Thread: Generalizing range-constraint detection in clauselist_selectivity

Generalizing range-constraint detection in clauselist_selectivity

From
Tom Lane
Date:
Over in pgsql-performance, Shaun Thomas was just complaining about the
planner not picking a bitmap indexscan for a query involving a
constraint like 
b.created_dt between a.created_dtand a.created_dt + interval '1 month';

At first I wrote this off as being due to inability to get a good
selectivity estimate, but on second look it seemed like even with the
default estimate for a range constraint, the planner should've made the
choice he wanted.  After a bit of digging I realized that it wasn't
recognizing this as a range constraint on b.created_dt at all, because
the code in clauselist_selectivity that tries to pair up inequality
constraints punts altogether for anything involving a join --- it only
wants to look at "var >= constant" types of clauses:
        * See if it looks like a restriction clause with a pseudoconstant on        * one side.  (Anything more
complicatedthan that might not behave in        * the simple way we are expecting.)
 

I'm thinking that this is overly restrictive, and we could usefully
suppose that "var >= anything" and "var <= anything" should be treated
as a range constraint pair if the vars match and there are no volatile
functions in the expressions.  We are only trying to get a selectivity
estimate here, so rigorous correctness is not required.  However, I'm
a little worried that I might be overlooking cases where this would be
unduly optimistic.  Does anyone see a situation where such a pair of
clauses *shouldn't* be thought to be a range constraint on the var?
For instance, should we still restrict the "var" side to be an
expression in columns of only one relation?
        regards, tom lane



Re: Generalizing range-constraint detection in clauselist_selectivity

From
Josh Berkus
Date:
> I'm thinking that this is overly restrictive, and we could usefully
> suppose that "var >= anything" and "var <= anything" should be treated
> as a range constraint pair if the vars match and there are no volatile
> functions in the expressions.  We are only trying to get a selectivity
> estimate here, so rigorous correctness is not required.  However, I'm
> a little worried that I might be overlooking cases where this would be
> unduly optimistic.  Does anyone see a situation where such a pair of
> clauses *shouldn't* be thought to be a range constraint on the var?
> For instance, should we still restrict the "var" side to be an
> expression in columns of only one relation?
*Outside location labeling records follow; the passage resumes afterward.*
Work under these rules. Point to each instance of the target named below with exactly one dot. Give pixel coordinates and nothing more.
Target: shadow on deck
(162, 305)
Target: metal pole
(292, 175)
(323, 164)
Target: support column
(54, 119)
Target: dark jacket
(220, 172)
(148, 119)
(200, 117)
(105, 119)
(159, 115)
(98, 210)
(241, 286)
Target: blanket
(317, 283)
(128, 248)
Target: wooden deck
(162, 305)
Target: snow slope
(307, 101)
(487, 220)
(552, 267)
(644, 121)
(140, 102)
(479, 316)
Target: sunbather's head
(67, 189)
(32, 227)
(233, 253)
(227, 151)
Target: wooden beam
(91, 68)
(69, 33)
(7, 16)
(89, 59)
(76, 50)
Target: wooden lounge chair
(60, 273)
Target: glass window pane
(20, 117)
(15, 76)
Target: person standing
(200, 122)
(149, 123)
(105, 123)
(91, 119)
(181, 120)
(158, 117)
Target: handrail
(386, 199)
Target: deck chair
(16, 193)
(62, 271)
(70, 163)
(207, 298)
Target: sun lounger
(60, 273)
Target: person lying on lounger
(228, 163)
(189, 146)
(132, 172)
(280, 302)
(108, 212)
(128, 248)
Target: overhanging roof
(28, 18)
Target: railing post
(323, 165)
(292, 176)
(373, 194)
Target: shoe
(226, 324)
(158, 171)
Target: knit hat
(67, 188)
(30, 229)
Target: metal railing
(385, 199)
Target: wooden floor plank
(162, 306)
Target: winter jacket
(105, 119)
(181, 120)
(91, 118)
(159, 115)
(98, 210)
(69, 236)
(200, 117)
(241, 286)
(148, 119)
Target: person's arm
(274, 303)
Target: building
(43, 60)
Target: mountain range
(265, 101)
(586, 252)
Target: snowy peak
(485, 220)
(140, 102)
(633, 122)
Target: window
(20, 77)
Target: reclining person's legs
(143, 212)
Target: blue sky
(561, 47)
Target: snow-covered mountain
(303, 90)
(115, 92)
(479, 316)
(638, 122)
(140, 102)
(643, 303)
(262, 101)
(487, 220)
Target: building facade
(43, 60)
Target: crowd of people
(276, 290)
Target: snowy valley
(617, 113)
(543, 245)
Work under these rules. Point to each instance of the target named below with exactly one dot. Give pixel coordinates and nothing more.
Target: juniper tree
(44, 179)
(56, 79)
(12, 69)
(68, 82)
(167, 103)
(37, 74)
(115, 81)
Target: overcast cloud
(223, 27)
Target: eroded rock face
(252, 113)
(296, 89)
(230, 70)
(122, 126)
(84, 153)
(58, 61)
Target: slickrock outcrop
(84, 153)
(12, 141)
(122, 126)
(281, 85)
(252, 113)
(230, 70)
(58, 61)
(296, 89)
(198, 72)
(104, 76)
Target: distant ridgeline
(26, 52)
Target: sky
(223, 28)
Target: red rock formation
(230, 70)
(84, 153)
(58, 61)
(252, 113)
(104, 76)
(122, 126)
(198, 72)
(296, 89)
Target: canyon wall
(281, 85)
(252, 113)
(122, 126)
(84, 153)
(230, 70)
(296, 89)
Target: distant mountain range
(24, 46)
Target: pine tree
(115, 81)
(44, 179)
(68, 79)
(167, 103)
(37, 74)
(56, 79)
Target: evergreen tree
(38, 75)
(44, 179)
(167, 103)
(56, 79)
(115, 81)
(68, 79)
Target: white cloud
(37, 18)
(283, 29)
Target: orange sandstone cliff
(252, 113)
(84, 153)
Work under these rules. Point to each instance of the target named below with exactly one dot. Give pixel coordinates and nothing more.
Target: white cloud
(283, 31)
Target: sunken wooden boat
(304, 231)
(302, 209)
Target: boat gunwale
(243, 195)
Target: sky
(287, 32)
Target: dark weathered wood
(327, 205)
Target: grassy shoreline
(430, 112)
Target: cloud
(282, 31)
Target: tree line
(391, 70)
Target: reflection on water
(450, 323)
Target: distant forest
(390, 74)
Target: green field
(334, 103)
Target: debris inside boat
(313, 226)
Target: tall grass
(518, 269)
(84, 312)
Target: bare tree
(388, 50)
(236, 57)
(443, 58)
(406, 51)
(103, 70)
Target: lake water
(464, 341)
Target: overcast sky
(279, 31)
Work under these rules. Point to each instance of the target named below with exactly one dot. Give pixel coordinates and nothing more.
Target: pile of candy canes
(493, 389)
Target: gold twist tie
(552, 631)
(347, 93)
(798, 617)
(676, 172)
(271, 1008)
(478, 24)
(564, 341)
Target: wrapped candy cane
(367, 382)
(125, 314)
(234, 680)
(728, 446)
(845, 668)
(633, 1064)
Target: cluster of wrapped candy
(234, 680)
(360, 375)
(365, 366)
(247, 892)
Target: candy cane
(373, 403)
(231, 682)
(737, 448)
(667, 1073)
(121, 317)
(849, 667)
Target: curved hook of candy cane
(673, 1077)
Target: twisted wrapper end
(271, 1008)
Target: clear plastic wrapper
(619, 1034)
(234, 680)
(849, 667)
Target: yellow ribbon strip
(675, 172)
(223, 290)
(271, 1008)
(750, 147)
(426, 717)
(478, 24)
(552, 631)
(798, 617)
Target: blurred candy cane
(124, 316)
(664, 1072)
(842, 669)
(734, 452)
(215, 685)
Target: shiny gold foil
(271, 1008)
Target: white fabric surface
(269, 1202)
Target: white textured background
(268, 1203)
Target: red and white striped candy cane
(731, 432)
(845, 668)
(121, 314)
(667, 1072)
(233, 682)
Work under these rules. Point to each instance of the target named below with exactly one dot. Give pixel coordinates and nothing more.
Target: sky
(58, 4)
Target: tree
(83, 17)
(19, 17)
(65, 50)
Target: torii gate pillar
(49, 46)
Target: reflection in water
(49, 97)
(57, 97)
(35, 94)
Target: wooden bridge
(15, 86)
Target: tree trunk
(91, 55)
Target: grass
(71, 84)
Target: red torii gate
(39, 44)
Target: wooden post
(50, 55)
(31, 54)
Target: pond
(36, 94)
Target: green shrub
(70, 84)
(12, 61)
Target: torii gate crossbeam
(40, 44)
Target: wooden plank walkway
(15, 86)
Hmmm.  I don't see why we have to restrict them, at least in theory.
If more than one relation is involved in an expression for "var", then
doesn't the join between the other relations have to be evaluated prior
to evaluating the join conditions on the range relation?  i.e. it seems
to me that for relations a,b,c:

where( a.1 + b.1 ) <= c.1 and ( a.2 + b.2 ) >= c.1

... that we're already forced to join a and b before we can meaningfully
evaluate the join condition on c, no?  If not, then we do have to
restrict, but it seems to me that we are.

Other than that, I can't come up with a real problem for this
optimization which wouldn't already be disqualified (like types which
evaluate >= in a non-scalar manner).

-- 
Josh Berkus
PostgreSQL Experts Inc.
http://pgexperts.com



Re: Generalizing range-constraint detection in clauselist_selectivity

From
Tom Lane
Date:
Josh Berkus <josh@agliodbs.com> writes:
>> I'm thinking that this is overly restrictive, and we could usefully
>> suppose that "var >= anything" and "var <= anything" should be treated
>> as a range constraint pair if the vars match and there are no volatile
>> functions in the expressions.  We are only trying to get a selectivity
>> estimate here, so rigorous correctness is not required.  However, I'm
>> a little worried that I might be overlooking cases where this would be
>> unduly optimistic.  Does anyone see a situation where such a pair of
>> clauses *shouldn't* be thought to be a range constraint on the var?
>> For instance, should we still restrict the "var" side to be an
>> expression in columns of only one relation?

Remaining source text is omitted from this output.